3. Densificação inteligente: Embora esta solução tenha de avançar com uma política de mobilidade forte e coerente em zonas urbanas, a construção em altura pode ser uma solução interessante em zonas de urbanização mais recentes. Cidades como Amsterdão ou Copenhaga são exemplos de como a densificação, acompanhada de espaços verdes e uma boa e funcional rede de transportes públicos, pode oferecer soluções habitacionais sem sacrificar terrenos agrícolas ou florestais.

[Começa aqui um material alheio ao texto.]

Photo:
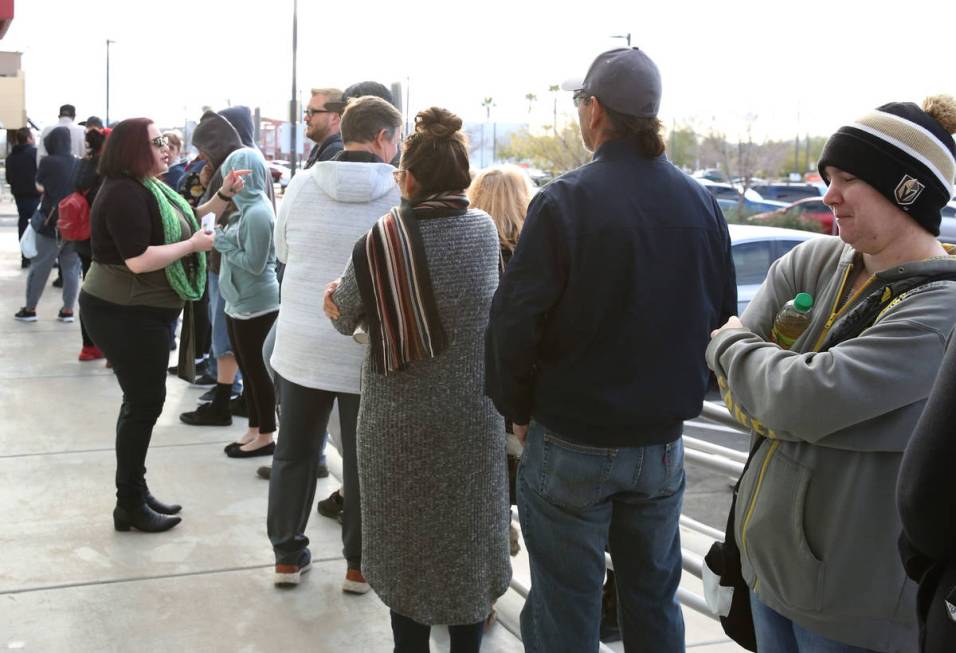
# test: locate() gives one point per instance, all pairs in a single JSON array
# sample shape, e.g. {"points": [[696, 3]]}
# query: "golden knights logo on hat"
{"points": [[907, 191]]}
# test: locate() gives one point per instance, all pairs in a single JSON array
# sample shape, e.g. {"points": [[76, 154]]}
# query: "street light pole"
{"points": [[293, 109], [108, 42]]}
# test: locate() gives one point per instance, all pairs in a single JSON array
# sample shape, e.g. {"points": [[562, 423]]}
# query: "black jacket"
{"points": [[599, 327], [22, 171]]}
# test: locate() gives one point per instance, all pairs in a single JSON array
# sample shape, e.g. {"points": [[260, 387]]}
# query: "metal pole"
{"points": [[293, 109], [108, 42]]}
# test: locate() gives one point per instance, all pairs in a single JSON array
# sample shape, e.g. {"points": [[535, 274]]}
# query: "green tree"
{"points": [[553, 154], [682, 147]]}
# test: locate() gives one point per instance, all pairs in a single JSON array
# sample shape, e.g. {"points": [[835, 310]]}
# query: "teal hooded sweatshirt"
{"points": [[247, 277]]}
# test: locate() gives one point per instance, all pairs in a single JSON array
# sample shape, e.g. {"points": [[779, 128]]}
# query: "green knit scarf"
{"points": [[187, 275]]}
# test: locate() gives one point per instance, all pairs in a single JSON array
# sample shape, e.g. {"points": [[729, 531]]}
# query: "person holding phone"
{"points": [[148, 259]]}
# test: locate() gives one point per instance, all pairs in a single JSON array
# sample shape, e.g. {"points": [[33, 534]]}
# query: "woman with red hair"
{"points": [[147, 261]]}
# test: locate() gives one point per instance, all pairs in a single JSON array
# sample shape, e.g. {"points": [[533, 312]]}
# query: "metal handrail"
{"points": [[716, 449], [718, 463]]}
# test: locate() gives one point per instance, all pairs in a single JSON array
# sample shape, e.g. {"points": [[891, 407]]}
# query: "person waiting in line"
{"points": [[55, 181], [503, 192], [816, 517], [595, 352], [21, 173], [177, 167], [247, 281], [323, 213], [148, 258], [87, 181], [421, 283]]}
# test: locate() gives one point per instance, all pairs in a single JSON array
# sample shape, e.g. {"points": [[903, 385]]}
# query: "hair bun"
{"points": [[437, 123], [943, 109]]}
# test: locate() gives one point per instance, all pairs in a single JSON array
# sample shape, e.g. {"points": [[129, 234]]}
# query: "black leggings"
{"points": [[412, 637], [86, 259], [246, 337], [134, 339]]}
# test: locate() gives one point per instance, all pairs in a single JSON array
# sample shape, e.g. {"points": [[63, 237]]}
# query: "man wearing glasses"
{"points": [[322, 126], [595, 351]]}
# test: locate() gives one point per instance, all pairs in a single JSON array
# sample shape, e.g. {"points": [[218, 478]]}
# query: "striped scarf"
{"points": [[392, 272]]}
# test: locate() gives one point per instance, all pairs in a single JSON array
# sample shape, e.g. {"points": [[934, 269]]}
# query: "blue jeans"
{"points": [[574, 501], [778, 634]]}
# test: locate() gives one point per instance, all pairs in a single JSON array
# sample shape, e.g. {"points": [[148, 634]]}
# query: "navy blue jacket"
{"points": [[599, 326], [22, 170]]}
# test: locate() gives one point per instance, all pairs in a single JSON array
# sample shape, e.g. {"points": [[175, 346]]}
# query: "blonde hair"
{"points": [[503, 192]]}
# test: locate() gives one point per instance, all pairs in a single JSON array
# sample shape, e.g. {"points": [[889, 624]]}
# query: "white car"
{"points": [[754, 248]]}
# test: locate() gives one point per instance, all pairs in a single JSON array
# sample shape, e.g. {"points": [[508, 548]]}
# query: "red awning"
{"points": [[6, 16]]}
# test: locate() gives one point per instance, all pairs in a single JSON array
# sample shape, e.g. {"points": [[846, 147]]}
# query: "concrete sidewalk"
{"points": [[69, 582]]}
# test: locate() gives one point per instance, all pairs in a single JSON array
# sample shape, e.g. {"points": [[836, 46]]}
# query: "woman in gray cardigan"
{"points": [[421, 283]]}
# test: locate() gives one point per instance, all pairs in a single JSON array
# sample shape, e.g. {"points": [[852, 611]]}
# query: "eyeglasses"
{"points": [[580, 97]]}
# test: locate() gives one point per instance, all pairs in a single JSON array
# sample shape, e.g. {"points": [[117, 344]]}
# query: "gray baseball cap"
{"points": [[624, 79]]}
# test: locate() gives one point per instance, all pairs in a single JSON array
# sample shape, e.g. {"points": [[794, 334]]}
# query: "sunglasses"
{"points": [[580, 97]]}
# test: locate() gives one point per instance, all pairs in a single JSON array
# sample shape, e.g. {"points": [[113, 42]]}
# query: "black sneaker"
{"points": [[204, 380], [206, 415], [331, 507]]}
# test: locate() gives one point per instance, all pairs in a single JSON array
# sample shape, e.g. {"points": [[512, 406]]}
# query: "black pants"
{"points": [[412, 637], [246, 337], [304, 420], [86, 259], [134, 339]]}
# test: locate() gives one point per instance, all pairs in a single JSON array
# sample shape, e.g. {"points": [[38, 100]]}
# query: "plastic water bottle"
{"points": [[792, 320]]}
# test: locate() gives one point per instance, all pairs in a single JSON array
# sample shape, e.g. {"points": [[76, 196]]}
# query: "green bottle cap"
{"points": [[803, 302]]}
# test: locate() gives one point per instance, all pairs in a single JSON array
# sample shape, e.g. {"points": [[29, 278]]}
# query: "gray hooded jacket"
{"points": [[816, 516]]}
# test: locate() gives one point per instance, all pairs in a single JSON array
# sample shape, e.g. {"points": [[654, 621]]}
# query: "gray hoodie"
{"points": [[816, 518], [325, 210]]}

4. Mapas de aptidão do solo: É urgente identificar e proteger áreas críticas para conservação, agricultura e biodiversidade, evitando que a “flexibilização” se transforme numa licença para destruir. A Reserva Ecológica Nacional e a Reserva Agrícola Nacional (que está anacrónica por se basear sobretudo na aptidão para cereais) são instrumentos jurídicos que não podem estar sempre a ser sacrificados por simples despacho ministerial ao sabor das conveniências.
Por tudo isto, a flexibilização da Lei dos Solos é, na verdade, um presente envenenado de efeitos futuris inqualificáveis, que somente poderia sair da cabeça de um primeiro-ministro que também ‘flexibilizou’ em seu benefício uma construção nova ‘travestida’ de reabilitação para poupar 100 mil euros. Em vez de resolver a crise habitacional, esta medida do Governo Montenegro, a avançar, exacerba a especulação imobiliária, aumenta a corrupção e compromete recursos fundamentais para as gerações futuras. O silêncio da esquerda ambientalista e a passividade da imprensa, a mante-se, serão cúmplices neste desastre anunciado.
Se queremos verdadeiramente um país sustentável e justo, não podemos permitir que decisões tão graves passem sem escrutínio. Este diploma não é progresso. É um convite à destruição.